Paul and her husband eventually ran businesses of their own - a building maintenance and manpower supply company and Tamarind Terrace restaurant in Karama. “My husband’s brother had entered the field of film production and they did the distribution for movies like Thalapati and Roja in Kerala and produced many good movies,” she continues. Later her sons, who shared her love for movies, suggested that they too start a production house. “Our business in Dubai was doing well and we wanted to do something which we loved. So in 2013, we planned to start a production house. But first, we had to have a good project.” Her elder son – who was married by then – was a fan of Anwar Rasheed who had directed the National Award winning movie Ustad Hotel among other hit films, and suggested that they work with him. “We met him and he said that he was planning to produce a movie (which would end up being Bangalore Days) and that we could join him if we liked as he was searching for a co-producer … That was our first step into the film industry.” Their production house, Weekend Blockbusters, has produced five movies so far.

In an interview, Paul once described herself as an “interfering producer”. “Even if the director's side fixes somebody (for a job) we will check if that person is okay or if we need a replacement,” she elaborates. “We want to make the movie better and we will support it well from the production's side but we would like to avoid unnecessary things. We interfere in every section, like the art and costume sections, because everything is based on money.”

“We work with people we are comfortable with,” she continues. “Some of them don’t like it when we give our suggestions – they think the producer is a financier. Even after the project is over, some people say, ‘Oh, even another production house could have done this project’. I don't keep such people in my next project. At the end, we are taking a major risk, but some people don’t think about that.”

Destiny’s child

Paul’s sons are deeply involved in production right from listening to scripts and had, in fact, insisted that they produce Minnal Murali – her younger son even roped in Hollywood action director Vlad Rimburg for the movie.

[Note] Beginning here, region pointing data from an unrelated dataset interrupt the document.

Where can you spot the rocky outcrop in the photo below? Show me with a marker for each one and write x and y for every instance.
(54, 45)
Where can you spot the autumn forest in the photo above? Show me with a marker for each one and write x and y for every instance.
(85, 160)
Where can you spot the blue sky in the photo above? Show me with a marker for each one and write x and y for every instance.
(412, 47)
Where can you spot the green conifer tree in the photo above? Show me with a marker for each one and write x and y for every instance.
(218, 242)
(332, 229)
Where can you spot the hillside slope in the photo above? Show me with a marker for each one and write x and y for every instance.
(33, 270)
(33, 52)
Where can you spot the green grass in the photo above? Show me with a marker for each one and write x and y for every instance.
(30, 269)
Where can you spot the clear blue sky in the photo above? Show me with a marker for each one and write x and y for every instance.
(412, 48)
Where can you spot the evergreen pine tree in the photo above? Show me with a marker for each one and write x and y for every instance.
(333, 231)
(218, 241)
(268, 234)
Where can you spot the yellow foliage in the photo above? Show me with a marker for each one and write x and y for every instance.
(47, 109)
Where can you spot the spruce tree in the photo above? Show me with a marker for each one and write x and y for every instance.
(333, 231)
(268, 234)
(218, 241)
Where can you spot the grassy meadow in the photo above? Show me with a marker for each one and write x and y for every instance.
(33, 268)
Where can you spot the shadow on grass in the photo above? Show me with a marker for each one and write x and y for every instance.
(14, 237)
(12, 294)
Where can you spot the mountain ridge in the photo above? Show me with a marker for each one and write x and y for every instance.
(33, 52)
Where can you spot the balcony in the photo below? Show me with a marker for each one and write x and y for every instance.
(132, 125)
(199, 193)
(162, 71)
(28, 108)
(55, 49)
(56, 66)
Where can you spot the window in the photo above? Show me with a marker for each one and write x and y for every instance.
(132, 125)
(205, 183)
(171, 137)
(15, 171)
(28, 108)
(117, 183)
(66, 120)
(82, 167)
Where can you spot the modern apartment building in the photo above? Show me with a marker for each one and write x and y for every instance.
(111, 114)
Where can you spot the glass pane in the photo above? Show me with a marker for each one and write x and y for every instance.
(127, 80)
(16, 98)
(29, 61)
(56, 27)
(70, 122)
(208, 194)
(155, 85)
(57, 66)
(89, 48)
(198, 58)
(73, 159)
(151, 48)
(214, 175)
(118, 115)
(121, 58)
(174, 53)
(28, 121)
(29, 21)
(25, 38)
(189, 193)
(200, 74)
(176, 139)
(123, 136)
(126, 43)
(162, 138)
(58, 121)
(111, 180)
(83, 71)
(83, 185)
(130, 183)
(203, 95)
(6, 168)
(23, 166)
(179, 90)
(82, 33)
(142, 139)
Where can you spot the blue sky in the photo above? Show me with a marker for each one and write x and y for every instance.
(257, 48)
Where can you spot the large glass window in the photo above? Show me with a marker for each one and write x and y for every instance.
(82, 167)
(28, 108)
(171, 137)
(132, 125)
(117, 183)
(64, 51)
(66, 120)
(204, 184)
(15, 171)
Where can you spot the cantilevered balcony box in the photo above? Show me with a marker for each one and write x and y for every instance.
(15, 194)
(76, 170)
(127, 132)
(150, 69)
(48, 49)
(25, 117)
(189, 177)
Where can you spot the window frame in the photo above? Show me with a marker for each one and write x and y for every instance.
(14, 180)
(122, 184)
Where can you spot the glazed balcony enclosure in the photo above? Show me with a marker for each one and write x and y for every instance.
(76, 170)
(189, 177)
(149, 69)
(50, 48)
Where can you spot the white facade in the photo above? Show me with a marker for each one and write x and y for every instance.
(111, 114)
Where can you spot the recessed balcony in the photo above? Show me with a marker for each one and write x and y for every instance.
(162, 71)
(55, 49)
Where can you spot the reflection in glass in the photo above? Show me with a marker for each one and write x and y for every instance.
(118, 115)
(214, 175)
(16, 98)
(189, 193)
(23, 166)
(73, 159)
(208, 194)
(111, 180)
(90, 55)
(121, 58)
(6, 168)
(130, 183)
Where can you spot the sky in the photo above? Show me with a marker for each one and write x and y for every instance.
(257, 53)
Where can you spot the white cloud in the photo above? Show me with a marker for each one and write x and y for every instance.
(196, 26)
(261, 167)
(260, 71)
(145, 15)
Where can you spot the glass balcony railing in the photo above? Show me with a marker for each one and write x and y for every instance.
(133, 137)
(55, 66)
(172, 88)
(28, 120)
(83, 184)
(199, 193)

But making the movie during a raging pandemic was a “huge challenge” as COVID-19 and lockdowns delayed the shooting. And in May 2020, news articles reported that members of right-wing groups vandalized the movie set of a church. “The Kerala government was supportive and immediately took action, but we were shocked,” says Sophia. “We lost a huge amount - 145 carpenters from Chennai came and were working there.” The set had been erected for the climax scene, which was eventually shot in Shettihalli in Hassan district, Karnataka over 20 days in March 2021 just as the second wave of the pandemic began rising again. “Those 20 days were very stressful. But now when we look back, we are happy,” she says.

It helps that Paul is a firm believer in destiny and staying positive. In an interview with The Hindu, she spoke about how they once had to sell their house in Kollam – which they could eventually rebuy. “So many incidents have happened in my life,” she says. “Even in our business, my husband and I have taken things (in our stride) and moved forward. If there is an up, there is a down and we have to face it."

Merchandise like Minnal Murali T-shirts is already out which hints at bigger plans, but Sophia remains tight lipped although she confirms that they are planning a sequel. “There is time for an official announcement but there is definitely potential for 2, 3 or whatever. We will make the universe bigger,” she smiles.